Procedure Complications

Aneurysm Rupture During Coiling

Vinuela et al. (41) reported a rupture rate of 2% in a series of 700 aneurysms treated with GDCs. This complication was more common in small aneurysms. In a reported series of 128 aneurysms, Valavanis et al. (42) observed aneurysmal perforation only in previously ruptured small aneurysms. The most common cause is forward migration of the micocatheter. Therefore, tension within the microcatheter has to be minimized (43). The guidewire should be removed very slowly under fluoroscopic visualization (44). Perforations also commonly occur during the first coil placement (45). The strategy for managing this serious and potentially fatal complication includes immediate reversal of heparin anticoag-

ulation with protamine sulfate. The coil delivery should be completed in an attempt to achieve dense packing and sealing of the perforation site. Some neu-rointerventionalists suggest leaving the initial microcatheter in place across the perforation and using a second microcatheter to access the aneurysm and coil its lumen (46). The blood pressure should be pharmacologically reduced. Emergency ventriculostomy placement in the angiography suite should also be considered to decrease the intracranial pressure.

Thromboembolic Complications

Thromboembolic events are the commonest complication of endovascular treatment of aneurysms. A rate of up to 28% clinically evident thromboembolic events has been reported, with a 3.4% rate of permanent neurologic deficit (47). The anticoagulation regimen, the aneurysm size, location, and neck morphology, the number of guiding catheters and microcatheters, the patient's clinical status, and the operator's experience are important determining variables of the frequency of these events (48). Intraarterial fibrinolysis or mechanical clot fragmentation can be used to restore vascular patency (49). In cases of ruptured aneurysms, the administration of fibrinolytic drugs should be avoided. The platelet glycogen receptor IIb/IIIa antagonist abciximab has been used successfully in the treatment of acute arterial intracranial thrombosis, resulting in prompt clot dissolution (50). The shorter half-life platelet glycogen receptor IIb/IIIa antagonists eptifibatide and tirofiban may be a better choice in this setting.

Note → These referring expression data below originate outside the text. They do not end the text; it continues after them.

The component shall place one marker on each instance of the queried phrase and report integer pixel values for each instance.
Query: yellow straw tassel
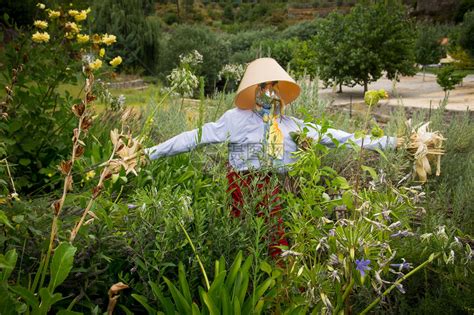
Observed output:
(275, 140)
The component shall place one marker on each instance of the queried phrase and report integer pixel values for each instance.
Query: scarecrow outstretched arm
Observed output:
(213, 132)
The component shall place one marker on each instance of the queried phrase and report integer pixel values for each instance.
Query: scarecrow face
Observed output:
(267, 95)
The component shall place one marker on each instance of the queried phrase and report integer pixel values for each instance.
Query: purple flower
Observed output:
(363, 266)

Coil Herniation into the Parent Vessel

Coil protrusion into the parent artery is more common in aneurysms with a wide neck, which is less likely to contain the coil loops, and in aneurysms located at complex branching points incorporating outflow arteries into the aneurysm base or walls such as the MCA bifurcation. It can potentially lead to occlusion of the parent vessel or serve as a source of distal emboli. These are more common in small arteries, such as the M1 segments of the MCA, the P1 segments of the posterior cerebral arteries and the anterior communicating arteries (41). Attempts can be made to push the herniated coil part back into the aneurysm lumen with a microwire or by inflating a balloon at the ostium of the aneurysm. If these prove unsuccessful, we elect to use long-term antithrombotic therapy with aspirin. 3DA delineates the exact relationship of the aneurysmal sac to the parent vessel and helps to minimize the risk of parent vessel occlusion. 3D imaging is particularly useful in MCA and anterior communicating artery aneurysms. In a study of the added value of 3DA in the endovascular management of cerebral aneurysms, it was found that 3DA facilitated coiling, modified treatment, eliminated the need for treatment, and predicted potential complications by providing additional morphological information (51) (Fig. 1).